WELLINGTON NORTH – Two new telecommunications towers could be coming to Wellington North.
At a meeting on August 9, council received letters from rural internet service provider and mobile network operator Xplornet. The company is looking to install two 45-metre (148-foot) telecommunications towers in the township.
Xplornet’s letters to council state the purpose of the towers is “to provide wireless broadband internet services to surrounding businesses and residents as part of our mission to make affordable, robust broadband available to every Canadian home and business.”
The letter also notes the current level of service in the area does not meet Xplornet standards and the needs of people in the neighbourhood.
Xplornet had first looked at the possibility of sharing an existing telecommunications tower in order to minimize the number of new antennas in the area. However, the letter notes none of the existing structures were determined to be suitable for site-sharing.
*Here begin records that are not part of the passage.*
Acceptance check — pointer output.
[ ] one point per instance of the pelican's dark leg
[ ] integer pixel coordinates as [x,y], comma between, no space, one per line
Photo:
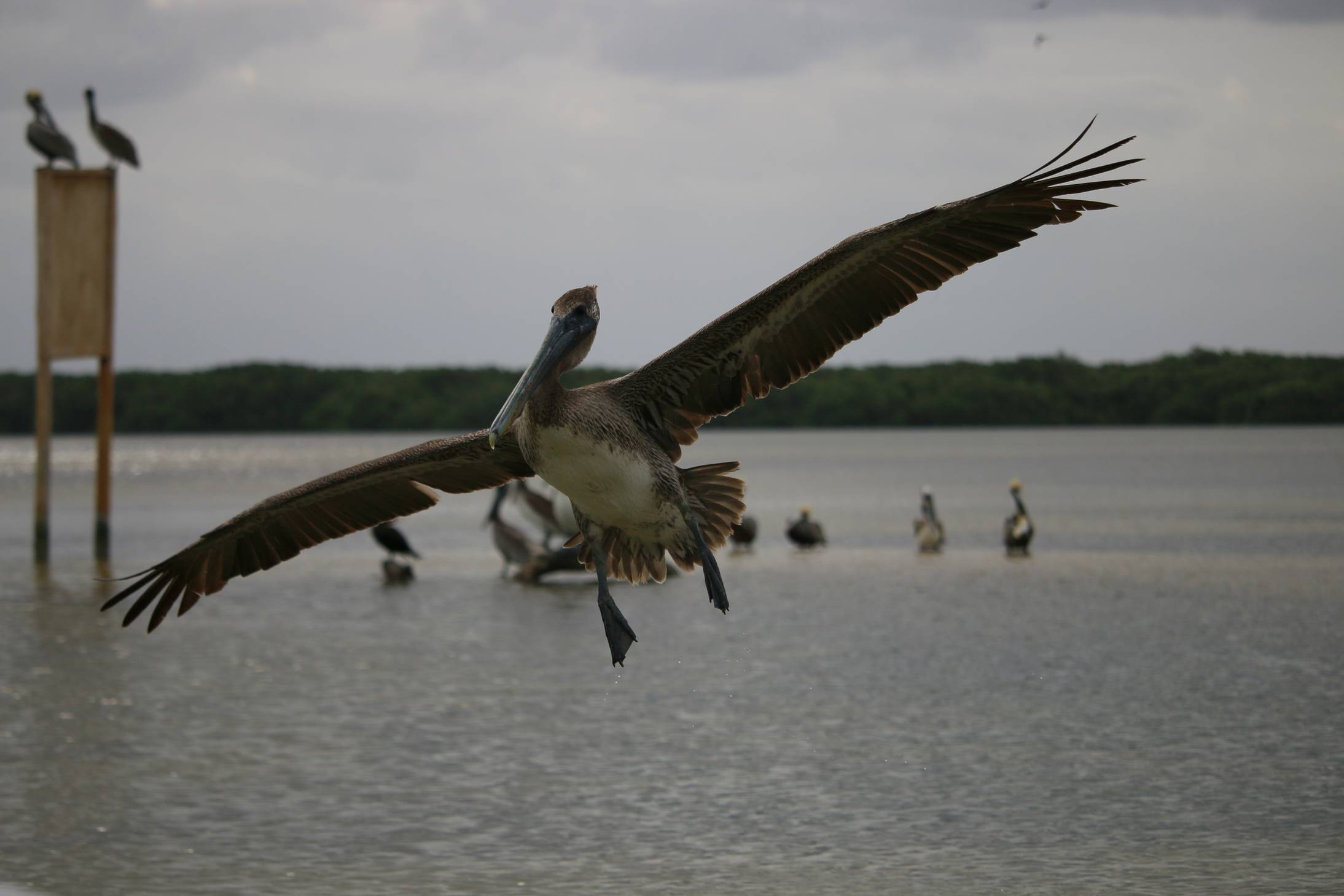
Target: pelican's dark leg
[713,578]
[620,636]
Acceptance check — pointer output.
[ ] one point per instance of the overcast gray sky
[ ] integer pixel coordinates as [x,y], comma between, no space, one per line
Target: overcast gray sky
[412,183]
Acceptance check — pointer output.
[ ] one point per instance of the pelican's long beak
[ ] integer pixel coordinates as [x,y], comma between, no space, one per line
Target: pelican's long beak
[565,333]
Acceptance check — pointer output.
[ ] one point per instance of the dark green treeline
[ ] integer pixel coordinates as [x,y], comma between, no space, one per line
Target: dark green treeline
[1198,388]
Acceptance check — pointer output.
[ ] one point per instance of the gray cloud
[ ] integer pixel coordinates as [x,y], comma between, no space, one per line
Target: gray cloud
[404,183]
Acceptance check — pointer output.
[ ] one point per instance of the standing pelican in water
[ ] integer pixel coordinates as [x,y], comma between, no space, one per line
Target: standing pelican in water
[612,446]
[44,133]
[929,535]
[116,144]
[1018,528]
[805,532]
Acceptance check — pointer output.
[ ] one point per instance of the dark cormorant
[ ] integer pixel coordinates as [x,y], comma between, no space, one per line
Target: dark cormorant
[393,540]
[511,542]
[744,534]
[805,532]
[45,136]
[116,144]
[929,534]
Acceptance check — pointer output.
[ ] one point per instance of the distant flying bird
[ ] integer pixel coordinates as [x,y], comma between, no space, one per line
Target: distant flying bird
[1018,528]
[805,532]
[744,532]
[612,446]
[115,142]
[511,542]
[929,535]
[393,540]
[45,136]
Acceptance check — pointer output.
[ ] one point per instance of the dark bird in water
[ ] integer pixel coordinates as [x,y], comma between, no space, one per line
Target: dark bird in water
[115,142]
[805,532]
[553,516]
[45,136]
[511,542]
[1018,528]
[744,532]
[929,535]
[547,562]
[393,540]
[612,446]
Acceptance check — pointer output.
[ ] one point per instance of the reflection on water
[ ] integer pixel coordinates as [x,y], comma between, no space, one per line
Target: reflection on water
[1148,704]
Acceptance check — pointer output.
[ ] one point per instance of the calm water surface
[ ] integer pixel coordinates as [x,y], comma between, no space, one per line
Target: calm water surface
[1149,704]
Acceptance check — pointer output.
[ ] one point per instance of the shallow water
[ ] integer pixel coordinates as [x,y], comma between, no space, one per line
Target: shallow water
[1149,703]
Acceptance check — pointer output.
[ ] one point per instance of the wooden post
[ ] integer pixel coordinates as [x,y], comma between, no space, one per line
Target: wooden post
[77,241]
[42,491]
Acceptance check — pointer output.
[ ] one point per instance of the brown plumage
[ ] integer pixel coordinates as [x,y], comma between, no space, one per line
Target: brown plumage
[116,144]
[611,448]
[338,504]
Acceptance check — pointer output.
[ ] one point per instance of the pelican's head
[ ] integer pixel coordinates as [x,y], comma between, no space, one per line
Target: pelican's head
[568,341]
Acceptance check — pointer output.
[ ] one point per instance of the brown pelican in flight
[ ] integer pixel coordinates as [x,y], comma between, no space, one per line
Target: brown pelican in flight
[116,144]
[45,136]
[612,446]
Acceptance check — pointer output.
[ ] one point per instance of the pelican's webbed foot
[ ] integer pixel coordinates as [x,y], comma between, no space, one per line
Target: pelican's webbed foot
[620,636]
[713,578]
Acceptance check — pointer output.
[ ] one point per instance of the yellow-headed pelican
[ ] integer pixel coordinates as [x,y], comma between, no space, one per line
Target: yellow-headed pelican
[612,446]
[44,133]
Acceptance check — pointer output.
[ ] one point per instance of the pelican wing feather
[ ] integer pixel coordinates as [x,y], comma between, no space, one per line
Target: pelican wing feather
[791,328]
[354,499]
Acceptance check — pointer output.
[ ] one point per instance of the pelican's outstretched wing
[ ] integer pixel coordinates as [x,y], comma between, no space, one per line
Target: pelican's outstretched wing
[338,504]
[791,328]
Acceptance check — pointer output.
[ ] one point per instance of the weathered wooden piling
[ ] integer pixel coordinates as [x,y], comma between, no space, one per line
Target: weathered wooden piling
[77,249]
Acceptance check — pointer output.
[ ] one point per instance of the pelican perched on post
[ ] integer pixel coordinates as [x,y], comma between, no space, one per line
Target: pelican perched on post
[929,535]
[1018,528]
[613,446]
[116,144]
[45,136]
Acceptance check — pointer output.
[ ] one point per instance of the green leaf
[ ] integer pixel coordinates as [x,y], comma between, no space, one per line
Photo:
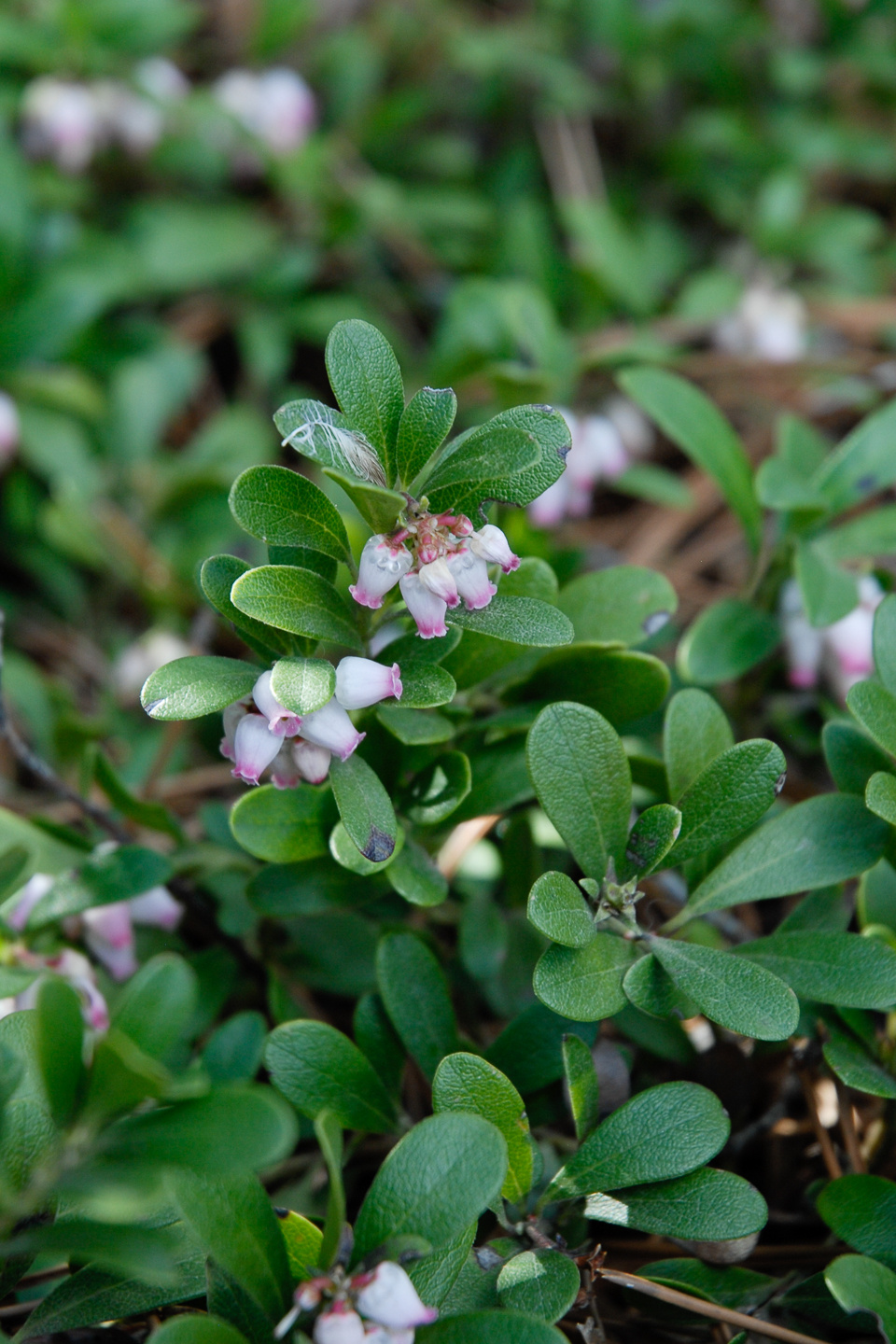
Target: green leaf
[861,465]
[813,845]
[189,687]
[234,1222]
[415,993]
[886,641]
[829,968]
[581,775]
[828,592]
[434,1183]
[558,907]
[302,684]
[196,1328]
[318,1069]
[734,992]
[217,577]
[522,620]
[581,1085]
[424,427]
[860,1283]
[584,983]
[623,1149]
[284,509]
[651,837]
[727,640]
[296,599]
[731,794]
[623,605]
[693,422]
[620,684]
[329,1136]
[438,790]
[543,1282]
[707,1206]
[415,727]
[469,1084]
[158,1005]
[489,1328]
[364,806]
[367,382]
[861,1211]
[853,1065]
[415,876]
[60,1043]
[696,730]
[281,825]
[379,506]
The first new tower would be located at 8316 Line 6, west of Damascus.
“It’s good news,” said councilor Lisa Hern. “Not that I’m questioning anything about it, but I’m just wondering whether or not (these towers) are capable of the 50 megabytes per second that some of the other ones offer.”
CAO Mike Givens explained the township actually has no approval authority over the towers.
“This is a federal approval, and we’re basically notified,” he said. “Typically, it’s very good news, but we’re not provided any further details. We’re not considered an approval authority, or even a commenting agent as it relates to these telecommunications towers.”
The second tower would be located at 7239 5th Line, east of Arthur.
Councillor Steve McCabe raised potential concern about the second tower’s impact on the York Soaring Association, a local gliding club.
“I can’t imagine the gliding club would be too happy with this tower if it had wires, but I guess we’ll find out when they start to build it if there’s going to be guide wires or not,” said McCabe. “I can’t imagine there would be guide wires so close to an airport and the gliding club.”
Mayor Andy Lennox said members of the gliding club have already raised objections to the tower.
“It was through a third party, and I said they need to talk to NAV Canada and the CRTC, because we don’t have the authority,” Lennox said.
“Certainly, it is of concern for that airfield, to make sure that the safety is looked after for those airplanes and gliders.”
The letters were received for information by council.